The PSC Register – Offshore Companies and Indirect Interest

Persons of Significant Control

The PSC register and its intricate web of rules for who actually are the Person(s) of Significant Control for some companies can be confusing. A lot of time can be wasted information gathering between our team, our clients and their clients as we try and drill down the correct information to be registered. We have spent many hours poring over the 117-page guidance notes from Companies House to better advice our clients right from the start of a company formation process.

One particular rule that is worth addressing and alerting you too when gathering information is the correct PSC to register when an offshore company meet one of the PSC criteria;

  • It holds over 25% of the share capital
  • It has voting rights for the company
  • It has the right to appoint and remove directors (ordinarily anyone holding over 50% of the share capital)

If the offshore company is deemed a PSC by meeting at least one of the aforementioned conditions it needs to consider a different PSC reporting than for a UK company.

We would recommend that a further check should be done to see if the offshore company itself has any individuals or companies have a majority stake in the company, as they are required to be registered as the PSC NOT the offshore company itself. We have outlined below Companies House guidance on this rule.

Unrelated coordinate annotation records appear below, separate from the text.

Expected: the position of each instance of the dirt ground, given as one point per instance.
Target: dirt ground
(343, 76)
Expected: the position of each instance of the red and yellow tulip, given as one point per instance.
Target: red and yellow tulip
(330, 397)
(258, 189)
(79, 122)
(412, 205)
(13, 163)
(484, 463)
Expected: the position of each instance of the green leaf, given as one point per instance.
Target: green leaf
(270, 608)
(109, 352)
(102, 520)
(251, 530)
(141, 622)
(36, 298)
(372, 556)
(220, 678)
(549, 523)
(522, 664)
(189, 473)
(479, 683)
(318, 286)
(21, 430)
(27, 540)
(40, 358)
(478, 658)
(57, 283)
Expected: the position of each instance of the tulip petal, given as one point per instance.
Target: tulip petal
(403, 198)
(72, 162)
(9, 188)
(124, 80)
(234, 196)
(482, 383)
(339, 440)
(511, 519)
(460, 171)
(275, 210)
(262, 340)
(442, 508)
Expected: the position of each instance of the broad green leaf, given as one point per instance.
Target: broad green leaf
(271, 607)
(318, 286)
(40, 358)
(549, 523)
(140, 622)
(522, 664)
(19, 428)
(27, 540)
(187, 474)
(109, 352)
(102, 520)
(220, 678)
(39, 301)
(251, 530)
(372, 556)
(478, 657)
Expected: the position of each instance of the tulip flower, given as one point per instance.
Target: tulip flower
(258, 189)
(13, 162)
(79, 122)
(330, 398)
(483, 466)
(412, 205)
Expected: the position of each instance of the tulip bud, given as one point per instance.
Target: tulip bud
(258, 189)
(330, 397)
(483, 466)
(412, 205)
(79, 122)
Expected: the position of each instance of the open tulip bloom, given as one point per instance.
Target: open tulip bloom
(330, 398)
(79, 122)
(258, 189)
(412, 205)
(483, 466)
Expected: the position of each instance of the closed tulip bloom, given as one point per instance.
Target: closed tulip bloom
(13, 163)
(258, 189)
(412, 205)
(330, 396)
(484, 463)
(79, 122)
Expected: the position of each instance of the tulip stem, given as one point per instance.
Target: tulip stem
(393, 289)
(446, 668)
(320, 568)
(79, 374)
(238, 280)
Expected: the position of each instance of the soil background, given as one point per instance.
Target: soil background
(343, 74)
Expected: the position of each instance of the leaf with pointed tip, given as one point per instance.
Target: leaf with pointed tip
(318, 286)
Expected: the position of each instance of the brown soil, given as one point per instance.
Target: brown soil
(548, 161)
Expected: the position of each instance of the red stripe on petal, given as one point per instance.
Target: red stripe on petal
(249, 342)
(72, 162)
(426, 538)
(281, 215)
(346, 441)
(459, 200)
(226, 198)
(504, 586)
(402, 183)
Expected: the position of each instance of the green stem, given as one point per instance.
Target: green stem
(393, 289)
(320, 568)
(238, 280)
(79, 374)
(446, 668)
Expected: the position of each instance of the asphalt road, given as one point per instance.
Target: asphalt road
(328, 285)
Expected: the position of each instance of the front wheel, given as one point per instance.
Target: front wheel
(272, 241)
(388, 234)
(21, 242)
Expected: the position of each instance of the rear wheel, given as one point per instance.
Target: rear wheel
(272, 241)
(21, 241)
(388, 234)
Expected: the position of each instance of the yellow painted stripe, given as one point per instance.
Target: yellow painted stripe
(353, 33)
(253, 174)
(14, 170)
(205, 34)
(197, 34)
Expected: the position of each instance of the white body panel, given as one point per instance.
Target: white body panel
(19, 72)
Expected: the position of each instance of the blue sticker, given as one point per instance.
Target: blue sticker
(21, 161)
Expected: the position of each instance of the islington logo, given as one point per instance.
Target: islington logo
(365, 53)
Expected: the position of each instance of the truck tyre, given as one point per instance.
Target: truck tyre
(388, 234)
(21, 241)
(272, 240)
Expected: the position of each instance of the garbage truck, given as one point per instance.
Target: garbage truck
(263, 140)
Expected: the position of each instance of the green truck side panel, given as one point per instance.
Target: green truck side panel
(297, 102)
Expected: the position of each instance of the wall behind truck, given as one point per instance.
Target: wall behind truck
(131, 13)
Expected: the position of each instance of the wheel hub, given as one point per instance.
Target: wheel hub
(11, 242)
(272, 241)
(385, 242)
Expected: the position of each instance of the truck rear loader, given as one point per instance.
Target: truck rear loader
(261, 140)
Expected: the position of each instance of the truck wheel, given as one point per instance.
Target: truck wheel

Guidance from Companies House – Indirect Ownership

The shares and rights in a company might be held indirectly when someone has a majority stake in the legal entity that meets the PSC criteria.

For companies registered in the UK (including LLP’s and Scottish partnerships and SE’s) that person is not required to be entered on the PSC register unless the legal entity they hold their interest through is not a RLE. This is the case for the following:

A legal entity might not be an RLE because:

  1. It is a UK legal entity which is not a company, LLP, eligible Scottish partnership or SE; or
  2. It is a non-UK company

Instead, you must look at the ownership and control of that legal entity to identify any individuals or RLEs who have a majority stake in that legal entity. Someone will hold a majority stake if:

  • They hold a majority of the voting rights in the legal entity > 50%
  • They are a member of the legal entity and have the right to appoint or remove a majority of its board of directors;
  • They are a member of the legal entity and control a majority of the voting rights by agreement with other shareholders or members

See the chart to compare the PSC for each company A, B, and C when companies are UK companies compared to the final diagram when there are overseas companies in the ownership structure.

Figure: the correct PSC for Company A, B and C with UK companies compared to overseas companies

PSC for Company A, B and C

Paragraph 18 of Part 3 (of Schedule 1A of the Companies Act 2006) sets out the rules for interpreting how someone ‘indirectly’ holds shares or voting rights under PSC conditions 1 (share capital) and 2 (voting rights).

Additionally, paragraphs 7.4.5 to 7.4.9 inclusive and Figure 7 (pages 36 and 37) of Companies House guidance sets this out. To download the full 117-page guidance notes click here.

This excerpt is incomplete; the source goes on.